C’è un punto fermo che emerge dalla ricerca più aggiornata sull’alimentazione delle bovine da latte: non è la “proteina grezza” a fare la differenza, ma il profilo amminoacidico della razione, letto sempre in rapporto all’energia realmente disponibile.

È il cuore dell’intervento del prof. Mike Van Amburgh (Cornell University) in un recente convegno (*) che ha proposto un cambio di prospettiva utile a chi deve tenere insieme produzione, qualità del latte e sostenibilità. Messaggi per tutti gli allevatori di vacche da latte ad alta produzione, ma con accenti specifici per chi fa latte da Parmigiano Reggiano.

Mike Van Amburgh

Il ragionamento parte da un dato semplice: le vacche moderne hanno un potenziale produttivo molto più alto di quello per cui sono stati costruiti i vecchi fabbisogni. Se, in questa cornice, manca anche un solo amminoacido limitante, la vacca continua a consumare energia per sintetizzare latte, enzimi, grassi… senza arrivare al prodotto finito. In altre parole, lavora a vuoto. Da qui l’invito a spostare l’attenzione dall’aumentare genericamente la proteina a bilanciare con precisione gli amminoacidi essenziali.
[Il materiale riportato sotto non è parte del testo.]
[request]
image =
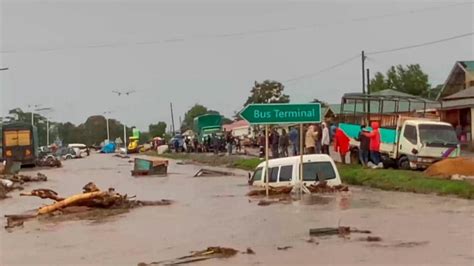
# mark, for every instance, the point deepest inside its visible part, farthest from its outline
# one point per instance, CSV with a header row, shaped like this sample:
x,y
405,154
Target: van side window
x,y
257,175
273,174
318,171
410,134
286,173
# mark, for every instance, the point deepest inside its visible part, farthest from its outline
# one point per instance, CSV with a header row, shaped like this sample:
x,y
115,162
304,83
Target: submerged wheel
x,y
404,163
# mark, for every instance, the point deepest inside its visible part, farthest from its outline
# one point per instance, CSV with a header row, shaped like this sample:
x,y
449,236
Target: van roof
x,y
296,160
427,122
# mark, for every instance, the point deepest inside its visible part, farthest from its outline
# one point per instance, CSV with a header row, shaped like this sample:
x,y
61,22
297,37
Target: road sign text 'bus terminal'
x,y
282,113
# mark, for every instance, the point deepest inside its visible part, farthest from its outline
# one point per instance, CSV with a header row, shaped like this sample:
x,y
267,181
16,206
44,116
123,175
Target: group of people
x,y
317,140
369,144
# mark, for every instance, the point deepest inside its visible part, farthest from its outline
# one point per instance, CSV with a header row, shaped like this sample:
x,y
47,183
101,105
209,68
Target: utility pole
x,y
172,119
363,72
363,82
368,93
107,124
126,93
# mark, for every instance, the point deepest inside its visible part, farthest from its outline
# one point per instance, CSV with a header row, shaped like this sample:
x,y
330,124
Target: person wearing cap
x,y
325,139
341,144
364,145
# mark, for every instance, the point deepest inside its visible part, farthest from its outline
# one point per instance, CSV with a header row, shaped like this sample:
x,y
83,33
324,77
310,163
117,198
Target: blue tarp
x,y
108,148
La conferma arriva anche dai numeri ambientali.

Nelle prove presentate, la variabilità più marcata dell’azoto escreto è nell’urina, non nelle feci: un segnale che l’inefficienza sta soprattutto nell’uso degli amminoacidi, non nella sola digeribilità della proteina. Bilanciare correttamente significa quindi più latte utile per kg di sostanza secca e meno azoto disperso.

Quali, allora, gli amminoacidi da presidiare? Van Amburgh ha richiamato i “soliti noti” – lisina e metionina – ma ha insistito anche su istidina e, nei contesti di altissima produzione, sui ramificati (leucina, isoleucina, valina), sempre più collegati alla sintesi di caseina. In sistemi lattiero-caseari dove la resa in caldaia è cruciale, la stabilità della materia utile dipende molto da questi equilibri. L’indicazione operativa è abbandonare l’idea di “aggiungere un pezzo” quando serve: l’integrazione funziona solo se tutti i limitanti sono coperti nel giusto rapporto.

C’è poi un aspetto di tempistica. Il livello produttivo della bovina si decide all’inizio lattazione: è lì che il bilanciamento degli aminoacidi ha il massimo ritorno. In seguito è più facile modulare la composizione (grasso e proteina) che non il volume di latte. Per questo, nelle settimane attorno al parto, il rapporto fra amminoacidi metabolizzabili ed energia della razione va impostato con la stessa cura con cui si cura la transizione: analisi dei foraggi, stima aggiornata dei fabbisogni in grammi per giorno e non solo in percentuali, scelta delle fonti proteiche in funzione del profilo complessivo, non del titolo grezzo.

Tradotto nella pratica quotidiana, significa ragionare con modelli che esprimono i fabbisogni amminoacidici per unità di energia, verificare se i foraggi disponibili (medica, prati polifiti, fieni di prato stabile) coprono davvero quegli obiettivi e, se necessario, intervenire sulla combinazione delle materie prime o sulla loro lavorazione per migliorare l’efficienza dell’amido e dell’azoto.

In contesti dove non si usano insilati (e qui la cosa ci riguarda direttamente) e l’equilibrio tra energia e proteina è più delicato, questo approccio “di fino” diventa spesso la chiave per consolidare caseina e proteina vera senza spingere i consumi.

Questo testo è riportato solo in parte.